Dans l’écrin de l’Opéra Grand Avignon, un drapeau flotte depuis le premier balcon. Aux couleurs jaune et bleue de l’Ukraine, cet étendard se démarque des dorures de la salle et du tapissage rouge des fauteuils. Et il faut dire que l’effet de ce tissu somme toute discret, face à l’ouverture martiale de La Dame de pique où l’on chante la gloire de la Russie, est particulièrement fort. Ainsi commence donc cet opéra de Tchaïkovsky qui, bien que conçu par Olivier Py avant l’actuelle guerre, résonne aujourd’hui avec un écho certain.
On ne peut même s’empêcher de voir sur ce plateau les ruines d’un affrontement lointain. Le sol y est jonché de poussières et de détritus, les vitres des immeubles y sont brisées, et la noirceur des décors rehaussée de traînées blanches comme la cendre laissent imaginer que le pire s’est déjà produit. Pourtant quelque chose vit ici. L’amour bien sûr, la mort aussi, en inséparable partenaires, et puis la poésie, le rêve, l’insaisissable.
Avec un décor grandiose qui se meut de la première à la dernière note, Olivier Py et son équipe construisent un univers en presque noir et blanc, sans toutefois tomber dans le piège de la monotonie. Une esthétique réussie qui nous rappelle les premières années du cinéma, de certaines scènes probablement inspirées de films muets à un clin d’œil, volontaire ou non, au Voyage dans la lune de Méliès, en passant par l’ambiance western renforcée par certains décors et costumes. En d’autres termes, des inspirations aux origines variées, qui s’unissent pourtant avec beaucoup de cohérence et de sobriété.
Les références et la symbolique font partie intégrante du travail artistique de l’actuel directeur du Festival d’Avignon. Il persiste dans cette voie avec ce Tchaïkovsky, qui lui donne aussi l’occasion de rappeler son amour pour le théâtre. Lui qui aime arpenter la mise en abyme dans ses créations s’y donne encore à cœur joie dans cette Dame de pique. Au gré d’une représentation dans la représentation, qui n’est pas sans nous évoquer la fameuse scène d’Hamlet, il fait jouer des acteurs maquillés de blanc autour de l’incontournable crâne. Un grand classique chez Py, mais toujours aussi efficace sous la direction de celui qui, l’an dernier, défendait son Hamlet à l’impératif.
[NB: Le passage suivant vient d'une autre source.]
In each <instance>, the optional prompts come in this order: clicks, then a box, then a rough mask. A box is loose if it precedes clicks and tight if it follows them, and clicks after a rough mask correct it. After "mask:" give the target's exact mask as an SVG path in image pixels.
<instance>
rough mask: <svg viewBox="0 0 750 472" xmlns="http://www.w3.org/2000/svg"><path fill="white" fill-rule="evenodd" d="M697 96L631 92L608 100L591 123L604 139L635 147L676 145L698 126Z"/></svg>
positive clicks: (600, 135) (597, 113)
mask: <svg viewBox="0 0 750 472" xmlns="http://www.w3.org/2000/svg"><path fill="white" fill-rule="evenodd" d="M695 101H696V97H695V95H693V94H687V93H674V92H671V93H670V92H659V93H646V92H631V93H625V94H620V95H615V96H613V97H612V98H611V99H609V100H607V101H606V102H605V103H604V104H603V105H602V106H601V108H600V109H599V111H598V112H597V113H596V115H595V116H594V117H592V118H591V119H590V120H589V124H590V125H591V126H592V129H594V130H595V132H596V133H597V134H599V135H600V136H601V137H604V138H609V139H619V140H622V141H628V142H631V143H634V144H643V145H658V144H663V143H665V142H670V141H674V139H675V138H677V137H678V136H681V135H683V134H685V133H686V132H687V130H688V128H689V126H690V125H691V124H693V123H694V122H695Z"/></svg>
De symboles en symboles, le metteur en scène intègre enfin à la distribution un rôle qui n’était pas prévu au livret d’origine, et qui relie cet opéra aux ballets de Tchaïkovsky, autrement plus connus. Mettant en lumière et en avant son goût certain pour l’esthétique de l’éphèbe, Olivier Py a fait appel au danseur Jackson Carroll, dont le corps et le mouvement tissent un fil rouge d’une grande poésie d’un bout à l’autre de la pièce. De l’expression charnelle à la figuration des émotions, le jeune artiste s’avère essentiel à l’ensemble, avec une force muette qui lui vaut très justement les acclamations du public.
Si l’histoire qu’elle raconte ne contient pas véritablement de surprise pour un opéra de cette envergure, La Dame de pique créée par Olivier Py est un spectacle à découvrir sans retenue. À plus d’un mois de l’ouverture de son dernier festival comme directeur, le metteur en scène a déjà (re)conquis Avignon en ce début de saison estivale.